In a few weeks, a potential COVID-19 vaccine developed in Quebec will become the first Canadian candidate vaccine to enter human trials. Nathalie Landry, executive vice president of scientific and medical affairs for Medicago, the biopharmaceutical company behind the vaccine, told CTV News that they “had completed the preclinical development of this vaccine” and that they were “only” a few weeks [from] initiate our first clinical trials in humans. ”
Research teams from Laval University have collaborated with the company to develop the candidate vaccine. Both the federal and Quebec governments have contributed to the development of the vaccine.
Landry describes the vaccine as “a virus-like particle, […] produced in our unique manufacturing technology that uses plants. It was developed after receiving the SARS-Cov-2 gene, which is the technical name for the virus that causes COVID-19.
In previous tests on the animal vaccine, which is produced in tobacco plants, mice began to produce a positive antibody response within 10 days of receiving a single dose, researchers said in May.
Landry said the company has submitted the vaccine for approval to start the human trials, and that Health Canada is currently reviewing it.
“If we get approval in time, we will recruit subjects and start this study by mid-July,” she said.
The first phase is “designed to assess the safety and immunogenicity of the vaccine,” she said. It will welcome adults aged 18 to 55 and will take place in a clinical site in Montreal.

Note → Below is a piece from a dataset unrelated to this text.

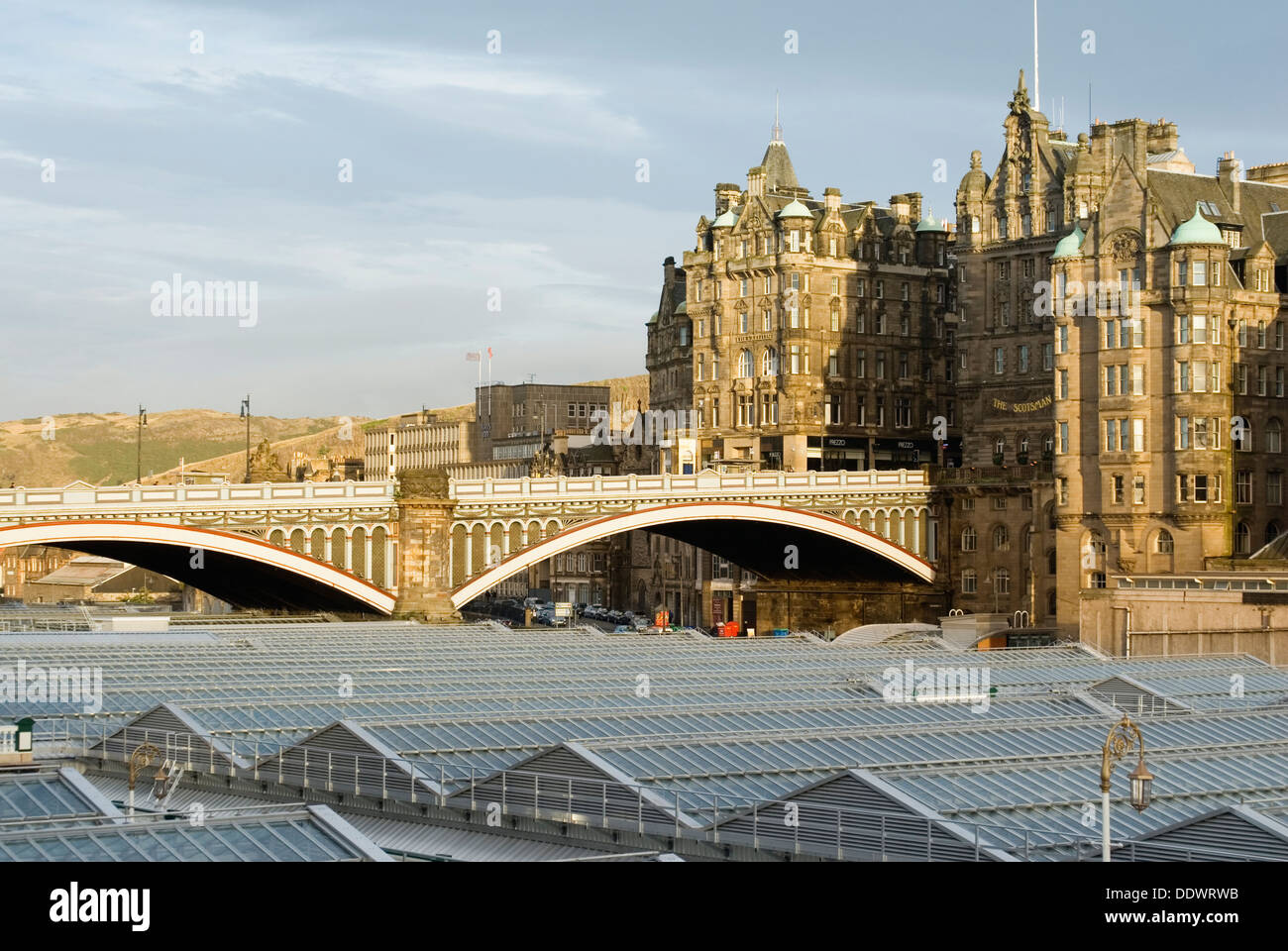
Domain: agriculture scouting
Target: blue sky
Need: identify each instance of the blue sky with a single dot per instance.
(476, 170)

“If all goes according to plan, this first phase will produce results by the end of August and by September, we will select the best vaccine treatment option,” said Landry.
Phase two of the trials is expected to start in October.

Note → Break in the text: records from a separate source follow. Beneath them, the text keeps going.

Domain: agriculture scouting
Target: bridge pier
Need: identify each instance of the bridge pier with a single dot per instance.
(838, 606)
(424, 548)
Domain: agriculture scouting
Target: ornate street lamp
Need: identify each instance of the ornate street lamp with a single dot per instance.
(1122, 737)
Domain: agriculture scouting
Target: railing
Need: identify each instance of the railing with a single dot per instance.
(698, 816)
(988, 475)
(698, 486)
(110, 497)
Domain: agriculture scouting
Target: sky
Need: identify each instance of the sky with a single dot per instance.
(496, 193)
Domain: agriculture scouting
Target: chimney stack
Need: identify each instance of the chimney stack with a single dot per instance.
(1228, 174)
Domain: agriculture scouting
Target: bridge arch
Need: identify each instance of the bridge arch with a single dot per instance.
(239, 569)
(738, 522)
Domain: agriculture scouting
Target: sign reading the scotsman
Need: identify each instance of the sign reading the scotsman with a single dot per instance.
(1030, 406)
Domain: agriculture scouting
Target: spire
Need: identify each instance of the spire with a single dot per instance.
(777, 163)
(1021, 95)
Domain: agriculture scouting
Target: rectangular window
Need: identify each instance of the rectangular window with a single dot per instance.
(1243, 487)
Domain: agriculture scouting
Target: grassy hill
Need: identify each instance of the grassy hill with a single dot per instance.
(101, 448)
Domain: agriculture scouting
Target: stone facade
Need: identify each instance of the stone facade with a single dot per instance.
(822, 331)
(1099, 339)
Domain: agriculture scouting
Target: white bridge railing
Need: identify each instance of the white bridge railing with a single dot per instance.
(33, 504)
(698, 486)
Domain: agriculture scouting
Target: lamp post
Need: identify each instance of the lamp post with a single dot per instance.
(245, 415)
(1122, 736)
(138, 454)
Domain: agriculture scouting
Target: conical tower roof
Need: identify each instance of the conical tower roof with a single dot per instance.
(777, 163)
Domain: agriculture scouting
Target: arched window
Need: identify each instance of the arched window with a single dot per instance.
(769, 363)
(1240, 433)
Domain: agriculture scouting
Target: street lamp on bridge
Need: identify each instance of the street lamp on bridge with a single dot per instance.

The company has two main facilities that could produce the vaccine itself if it were allowed to go into production. A facility is located in Quebec, but they also have a larger facility in North Carolina.
“This is a commercial facility that can produce a higher dose volume,” said Landry. “So the production will go to both places. ”
So far, the company has only used the Quebec facility to produce the vaccine.
She said that in future trials, once the safety of the vaccine is assured, they would like to have a “global study” of the vaccine in order to properly test its effectiveness.
“We need to have global distribution to make sure we are in a region that [is] unfortunately COVID-19 cases, ”she said.
Landry says that to get an officially licensed vaccine for commercial production, “you have to prove that the vaccine is safe, immunogenic and effective. ”
It is difficult to determine when the vaccine could be made available to the public, as it all depends on the duration of subsequent trials to study the efficacy. In special cases, where there is sufficient data on the efficacy and safety of the vaccine from phase two trials, the government can intervene and consider speeding up production by authorizing it for emergency use, a said Landry.
A decision could also be made to make a vaccine available to certain segments of the population from the start, Landry said. But assuming the vaccine goes through the normal process, it should go through a third phase first.
“Hopefully around the same time next year, we will be close to this end,” she said.